The Justice Department is still reeling from political scandals from the Trump years — and racing to neutralize the threat from homegrown, violent extremists who participated in the attack on the U.S. Capitol. Over a legal career that spans 44 years, Garland has confronted those kinds of problems before. It’s one of the many reasons the White House selected him to serve as the nation’s top law enforcement officer.
“Having a well-respected judge as attorney general will help get the department out of the quagmire of partisan politics that many people think it devolved to under President Trump and Attorney General [William] Barr,” said Georgetown University law professor Paul Butler.
Early years and Hollywood inspirations
After clerking for Justice William Brennan on the Supreme Court, Garland took a job as an adviser in President Jimmy Carter’s Justice Department. In those years after the Watergate scandal, department leaders struggled to separate partisan influence from law enforcement and establish new boundaries for the FBI. Some of the biggest investigations of that era, in which Garland played a bit part, later found their way onto movie screens.
“American Hustle, about the Abscam case; Argo, about the exfiltration of hostages in Iran; and most important, the Miracle on Ice, which was about the Lake Placid Olympics, where I did work on the security for the Olympics,” Garland recalled to an audience at his alma mater, Harvard Law School, in 2016.
Garland told former Harvard Law School Dean Martha Minow he didn’t start out with his mindset on the law. Rather, he wanted to help people one on one, so he planned to become a doctor. But his collision with chemistry and math spun him toward the legal profession, where he has searched to build that sort of direct connection ever since.
In the mid-1980s, Garland became a rising star at the Arnold & Porter law firm in Washington, D.C. Unusual among his peers, he made time for a young college graduate, Randy Thompson, who worked in the firm’s copy center. Thompson said Garland reviewed one of his papers, photocopied it and rearranged the paragraphs.
“That was the beginning of, in essence, him becoming a writing coach for me, and it was just extraordinary experience, and he became my coach, eventually my mentor and, 30-something years later, a friend,” Thompson said.
Eventually, Garland wrote him a reference for law school, attended his graduation and has kept in touch ever since. Thompson said Garland is still a little old-school, still humble and still looking to help.
“The only thing that really has changed about him, and I guess me as well, is the color of our hair,” he said with a laugh.
A return to government
Garland spent several years at the firm, before a judge advised him that he was “wasting his life” and should rejoin the government instead, as Garland put it in his Harvard remarks. He took that advice, and by the early 1990s, Garland was prosecuting a violent gang that terrorized people in a public housing project and was helping to advance a case against D.C.’s then-mayor, Marion Barry, on drug charges.
Back inside the Justice Department headquarters, Garland became the man to see for the hardest problems. On April 19, 1995, a truck bomb tore apart the federal building in Oklahoma City, killing 168 people. Former Deputy Attorney General Jamie Gorelick remembers watching that day, with Garland at her side.

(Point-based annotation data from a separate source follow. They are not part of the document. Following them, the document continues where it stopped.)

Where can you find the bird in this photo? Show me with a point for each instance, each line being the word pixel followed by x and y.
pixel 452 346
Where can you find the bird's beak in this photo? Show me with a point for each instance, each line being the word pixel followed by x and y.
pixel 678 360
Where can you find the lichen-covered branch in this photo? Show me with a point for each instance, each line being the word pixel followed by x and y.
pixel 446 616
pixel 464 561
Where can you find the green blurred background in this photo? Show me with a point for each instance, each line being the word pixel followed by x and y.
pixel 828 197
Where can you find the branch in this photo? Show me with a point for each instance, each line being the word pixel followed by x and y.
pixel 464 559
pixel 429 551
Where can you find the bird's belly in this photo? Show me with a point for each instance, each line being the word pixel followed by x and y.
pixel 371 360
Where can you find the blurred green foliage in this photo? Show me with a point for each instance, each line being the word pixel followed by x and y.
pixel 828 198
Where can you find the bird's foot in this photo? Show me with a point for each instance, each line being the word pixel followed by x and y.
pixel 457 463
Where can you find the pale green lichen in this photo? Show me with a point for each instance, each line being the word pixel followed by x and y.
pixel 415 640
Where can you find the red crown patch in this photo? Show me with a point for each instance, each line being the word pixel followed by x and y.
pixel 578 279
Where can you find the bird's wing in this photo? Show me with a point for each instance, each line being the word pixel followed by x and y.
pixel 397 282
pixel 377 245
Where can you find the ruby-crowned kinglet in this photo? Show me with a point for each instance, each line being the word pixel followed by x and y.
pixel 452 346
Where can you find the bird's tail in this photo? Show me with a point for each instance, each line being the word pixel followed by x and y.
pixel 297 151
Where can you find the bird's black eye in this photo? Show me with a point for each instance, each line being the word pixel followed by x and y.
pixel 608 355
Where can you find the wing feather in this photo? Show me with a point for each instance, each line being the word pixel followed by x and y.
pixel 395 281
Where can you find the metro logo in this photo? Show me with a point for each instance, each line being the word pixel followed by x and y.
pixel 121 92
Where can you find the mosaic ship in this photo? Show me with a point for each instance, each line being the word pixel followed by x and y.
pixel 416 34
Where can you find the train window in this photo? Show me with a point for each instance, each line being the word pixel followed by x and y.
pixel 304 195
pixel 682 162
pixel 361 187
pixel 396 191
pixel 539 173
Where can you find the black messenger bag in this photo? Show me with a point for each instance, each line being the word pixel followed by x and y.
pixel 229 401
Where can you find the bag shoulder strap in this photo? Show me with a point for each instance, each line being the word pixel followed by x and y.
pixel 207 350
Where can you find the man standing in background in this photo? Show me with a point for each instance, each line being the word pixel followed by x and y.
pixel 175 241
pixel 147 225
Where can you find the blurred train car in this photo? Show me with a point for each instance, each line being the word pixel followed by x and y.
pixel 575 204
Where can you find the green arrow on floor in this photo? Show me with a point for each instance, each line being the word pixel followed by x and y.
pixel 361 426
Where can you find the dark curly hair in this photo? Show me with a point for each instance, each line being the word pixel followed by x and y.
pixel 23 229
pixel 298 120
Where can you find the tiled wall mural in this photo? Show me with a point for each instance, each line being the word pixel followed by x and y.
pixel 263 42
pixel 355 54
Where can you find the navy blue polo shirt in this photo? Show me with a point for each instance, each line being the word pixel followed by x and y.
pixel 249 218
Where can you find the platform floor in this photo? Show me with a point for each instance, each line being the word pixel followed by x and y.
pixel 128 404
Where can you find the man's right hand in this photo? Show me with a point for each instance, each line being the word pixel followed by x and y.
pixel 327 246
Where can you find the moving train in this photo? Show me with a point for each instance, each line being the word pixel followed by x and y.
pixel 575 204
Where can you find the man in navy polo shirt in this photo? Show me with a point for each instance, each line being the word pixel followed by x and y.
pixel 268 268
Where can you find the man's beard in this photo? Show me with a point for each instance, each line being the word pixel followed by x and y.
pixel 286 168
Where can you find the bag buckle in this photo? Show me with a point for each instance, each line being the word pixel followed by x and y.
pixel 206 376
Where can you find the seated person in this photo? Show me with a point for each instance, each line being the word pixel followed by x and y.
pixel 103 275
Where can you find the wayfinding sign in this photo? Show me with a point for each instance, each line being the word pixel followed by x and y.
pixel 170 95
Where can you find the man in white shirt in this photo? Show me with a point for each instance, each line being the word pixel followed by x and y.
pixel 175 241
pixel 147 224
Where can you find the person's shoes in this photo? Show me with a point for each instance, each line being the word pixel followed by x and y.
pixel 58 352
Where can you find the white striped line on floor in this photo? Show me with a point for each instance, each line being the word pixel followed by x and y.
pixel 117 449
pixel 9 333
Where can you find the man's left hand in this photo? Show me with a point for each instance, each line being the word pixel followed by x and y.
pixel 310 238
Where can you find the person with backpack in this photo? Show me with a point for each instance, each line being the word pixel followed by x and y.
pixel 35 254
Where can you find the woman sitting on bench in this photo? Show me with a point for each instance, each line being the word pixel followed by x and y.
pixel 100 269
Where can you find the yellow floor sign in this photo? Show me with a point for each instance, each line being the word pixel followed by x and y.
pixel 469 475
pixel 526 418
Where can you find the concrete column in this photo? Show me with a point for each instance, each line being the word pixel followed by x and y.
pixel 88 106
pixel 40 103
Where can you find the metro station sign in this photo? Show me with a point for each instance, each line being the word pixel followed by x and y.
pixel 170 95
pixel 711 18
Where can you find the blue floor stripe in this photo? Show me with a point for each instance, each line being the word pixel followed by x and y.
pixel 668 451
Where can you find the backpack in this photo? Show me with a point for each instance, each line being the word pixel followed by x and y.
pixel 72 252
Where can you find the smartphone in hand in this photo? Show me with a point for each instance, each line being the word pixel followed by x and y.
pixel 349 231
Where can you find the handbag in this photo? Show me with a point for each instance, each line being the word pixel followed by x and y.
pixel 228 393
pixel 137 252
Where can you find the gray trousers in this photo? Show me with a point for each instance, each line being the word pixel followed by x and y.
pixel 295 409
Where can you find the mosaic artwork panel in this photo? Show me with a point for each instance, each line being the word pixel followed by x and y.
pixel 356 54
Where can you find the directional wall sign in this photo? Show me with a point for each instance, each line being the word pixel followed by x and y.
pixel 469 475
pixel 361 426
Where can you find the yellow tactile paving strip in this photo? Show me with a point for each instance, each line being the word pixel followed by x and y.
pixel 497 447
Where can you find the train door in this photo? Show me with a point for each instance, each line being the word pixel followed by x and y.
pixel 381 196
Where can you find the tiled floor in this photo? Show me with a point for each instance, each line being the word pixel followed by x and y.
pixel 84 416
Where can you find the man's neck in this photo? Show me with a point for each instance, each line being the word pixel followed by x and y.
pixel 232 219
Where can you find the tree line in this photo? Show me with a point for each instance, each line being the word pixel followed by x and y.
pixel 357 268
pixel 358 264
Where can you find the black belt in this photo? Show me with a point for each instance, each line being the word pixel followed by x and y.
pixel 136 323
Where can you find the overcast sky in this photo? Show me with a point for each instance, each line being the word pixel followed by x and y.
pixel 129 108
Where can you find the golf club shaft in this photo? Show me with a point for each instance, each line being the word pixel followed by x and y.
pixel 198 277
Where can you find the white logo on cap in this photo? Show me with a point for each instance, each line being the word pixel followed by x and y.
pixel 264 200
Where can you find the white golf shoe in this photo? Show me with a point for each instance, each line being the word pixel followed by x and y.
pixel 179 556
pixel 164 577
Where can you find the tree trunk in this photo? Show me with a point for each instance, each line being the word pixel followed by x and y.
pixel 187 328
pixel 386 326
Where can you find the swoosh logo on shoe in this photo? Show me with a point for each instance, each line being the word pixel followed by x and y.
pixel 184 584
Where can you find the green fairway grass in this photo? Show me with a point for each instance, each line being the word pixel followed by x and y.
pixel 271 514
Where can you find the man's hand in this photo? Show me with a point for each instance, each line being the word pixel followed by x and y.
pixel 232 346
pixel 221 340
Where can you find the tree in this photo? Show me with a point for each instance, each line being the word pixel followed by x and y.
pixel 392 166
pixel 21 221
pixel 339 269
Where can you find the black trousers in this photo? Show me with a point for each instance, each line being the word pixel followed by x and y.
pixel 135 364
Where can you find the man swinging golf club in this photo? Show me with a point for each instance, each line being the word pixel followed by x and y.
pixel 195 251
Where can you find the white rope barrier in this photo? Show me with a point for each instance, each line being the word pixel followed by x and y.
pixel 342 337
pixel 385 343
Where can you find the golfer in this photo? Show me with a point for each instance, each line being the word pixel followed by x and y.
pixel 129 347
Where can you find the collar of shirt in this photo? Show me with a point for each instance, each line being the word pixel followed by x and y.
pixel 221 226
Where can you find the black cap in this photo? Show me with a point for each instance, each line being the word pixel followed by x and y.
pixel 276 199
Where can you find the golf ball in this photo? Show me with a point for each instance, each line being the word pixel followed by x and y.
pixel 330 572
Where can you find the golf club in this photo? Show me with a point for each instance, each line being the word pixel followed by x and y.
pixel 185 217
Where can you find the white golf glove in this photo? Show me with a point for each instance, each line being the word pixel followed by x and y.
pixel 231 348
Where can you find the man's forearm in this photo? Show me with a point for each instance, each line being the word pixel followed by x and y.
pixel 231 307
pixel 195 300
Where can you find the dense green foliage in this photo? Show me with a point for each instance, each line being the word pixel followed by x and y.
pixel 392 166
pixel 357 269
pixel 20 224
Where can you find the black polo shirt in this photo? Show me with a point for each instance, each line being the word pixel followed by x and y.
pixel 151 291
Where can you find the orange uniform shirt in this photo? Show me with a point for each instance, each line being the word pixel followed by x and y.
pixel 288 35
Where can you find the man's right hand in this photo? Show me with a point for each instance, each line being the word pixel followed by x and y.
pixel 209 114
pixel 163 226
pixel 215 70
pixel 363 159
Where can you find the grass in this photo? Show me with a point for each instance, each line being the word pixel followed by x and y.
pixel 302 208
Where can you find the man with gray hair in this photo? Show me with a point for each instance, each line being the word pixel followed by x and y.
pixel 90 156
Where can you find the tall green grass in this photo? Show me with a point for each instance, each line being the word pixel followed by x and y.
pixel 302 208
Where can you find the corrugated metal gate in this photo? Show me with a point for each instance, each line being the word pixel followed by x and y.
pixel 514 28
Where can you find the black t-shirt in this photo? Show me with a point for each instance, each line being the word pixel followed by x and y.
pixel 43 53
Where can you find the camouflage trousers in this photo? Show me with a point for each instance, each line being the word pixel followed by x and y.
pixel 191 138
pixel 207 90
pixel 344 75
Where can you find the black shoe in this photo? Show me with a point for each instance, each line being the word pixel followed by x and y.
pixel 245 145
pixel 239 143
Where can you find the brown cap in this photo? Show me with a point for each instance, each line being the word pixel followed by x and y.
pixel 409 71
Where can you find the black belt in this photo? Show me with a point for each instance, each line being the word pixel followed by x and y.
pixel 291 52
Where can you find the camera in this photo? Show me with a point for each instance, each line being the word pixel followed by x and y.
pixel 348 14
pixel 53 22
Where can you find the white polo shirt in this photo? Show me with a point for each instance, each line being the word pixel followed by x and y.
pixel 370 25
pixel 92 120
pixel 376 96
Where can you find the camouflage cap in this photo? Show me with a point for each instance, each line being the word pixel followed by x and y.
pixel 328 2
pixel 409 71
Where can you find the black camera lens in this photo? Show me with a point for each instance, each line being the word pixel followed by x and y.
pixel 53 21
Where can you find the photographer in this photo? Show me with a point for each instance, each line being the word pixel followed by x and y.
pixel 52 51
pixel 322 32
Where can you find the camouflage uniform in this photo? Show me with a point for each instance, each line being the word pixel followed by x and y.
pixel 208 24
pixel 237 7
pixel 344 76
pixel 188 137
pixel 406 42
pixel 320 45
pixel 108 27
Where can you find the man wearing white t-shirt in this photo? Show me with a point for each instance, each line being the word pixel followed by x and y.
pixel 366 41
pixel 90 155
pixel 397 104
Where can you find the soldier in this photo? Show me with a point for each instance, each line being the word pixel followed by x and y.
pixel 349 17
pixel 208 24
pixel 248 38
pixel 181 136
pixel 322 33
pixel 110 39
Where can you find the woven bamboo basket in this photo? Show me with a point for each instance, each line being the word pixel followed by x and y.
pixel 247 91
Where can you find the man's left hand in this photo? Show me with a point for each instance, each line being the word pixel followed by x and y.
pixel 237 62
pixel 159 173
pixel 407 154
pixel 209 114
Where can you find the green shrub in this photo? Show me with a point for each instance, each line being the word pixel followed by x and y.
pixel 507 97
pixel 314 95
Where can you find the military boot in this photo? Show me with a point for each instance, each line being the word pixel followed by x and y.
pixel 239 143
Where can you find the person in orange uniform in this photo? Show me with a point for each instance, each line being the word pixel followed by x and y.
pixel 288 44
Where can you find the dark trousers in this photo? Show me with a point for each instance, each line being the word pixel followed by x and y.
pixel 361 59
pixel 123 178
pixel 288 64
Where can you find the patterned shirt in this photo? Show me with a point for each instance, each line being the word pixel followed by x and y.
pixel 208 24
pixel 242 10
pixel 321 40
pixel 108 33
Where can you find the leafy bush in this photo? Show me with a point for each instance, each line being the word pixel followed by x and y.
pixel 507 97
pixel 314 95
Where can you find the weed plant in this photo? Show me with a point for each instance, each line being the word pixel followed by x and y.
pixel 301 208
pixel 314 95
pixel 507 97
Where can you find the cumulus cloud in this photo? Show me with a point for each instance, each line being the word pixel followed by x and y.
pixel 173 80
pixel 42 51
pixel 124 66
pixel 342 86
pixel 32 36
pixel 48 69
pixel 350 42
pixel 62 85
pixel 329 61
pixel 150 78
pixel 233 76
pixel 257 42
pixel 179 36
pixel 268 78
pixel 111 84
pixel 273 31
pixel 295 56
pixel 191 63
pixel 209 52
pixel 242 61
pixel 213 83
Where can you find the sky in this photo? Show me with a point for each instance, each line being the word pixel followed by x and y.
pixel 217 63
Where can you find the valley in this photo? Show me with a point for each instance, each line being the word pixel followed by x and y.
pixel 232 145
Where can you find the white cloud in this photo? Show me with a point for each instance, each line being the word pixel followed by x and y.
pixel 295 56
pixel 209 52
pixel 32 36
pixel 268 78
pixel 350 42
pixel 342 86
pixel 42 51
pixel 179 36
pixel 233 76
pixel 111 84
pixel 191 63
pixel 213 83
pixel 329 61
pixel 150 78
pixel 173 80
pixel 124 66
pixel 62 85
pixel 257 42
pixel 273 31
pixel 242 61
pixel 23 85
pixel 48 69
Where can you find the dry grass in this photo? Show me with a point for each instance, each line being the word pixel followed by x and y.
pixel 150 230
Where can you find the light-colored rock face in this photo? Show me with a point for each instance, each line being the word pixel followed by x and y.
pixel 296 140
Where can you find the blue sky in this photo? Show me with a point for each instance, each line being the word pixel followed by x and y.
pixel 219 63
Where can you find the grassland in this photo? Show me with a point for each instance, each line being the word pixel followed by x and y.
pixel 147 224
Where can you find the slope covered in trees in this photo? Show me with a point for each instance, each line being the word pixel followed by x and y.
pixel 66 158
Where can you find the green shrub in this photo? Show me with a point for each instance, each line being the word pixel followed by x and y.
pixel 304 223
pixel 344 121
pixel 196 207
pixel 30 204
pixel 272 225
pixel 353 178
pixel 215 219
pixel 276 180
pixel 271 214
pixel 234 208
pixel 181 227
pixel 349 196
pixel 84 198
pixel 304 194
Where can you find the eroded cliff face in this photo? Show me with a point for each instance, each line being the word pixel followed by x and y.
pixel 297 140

“He basically said, while watching children being pulled out of the wreckage, that he had to go,” Gorelick said. “He really wanted to go. We both had young children at the time, and what we saw on those screens was so affecting.”
Garland would soon travel to the site of the deadliest domestic terrorism attack in American history. He oversaw the search warrants, protected the chain of evidence and insisted that reporters have access to court proceedings.
“We wanted somebody who could make sure that the investigation was done by the book and that any indictment was bulletproof,” Gorelick said.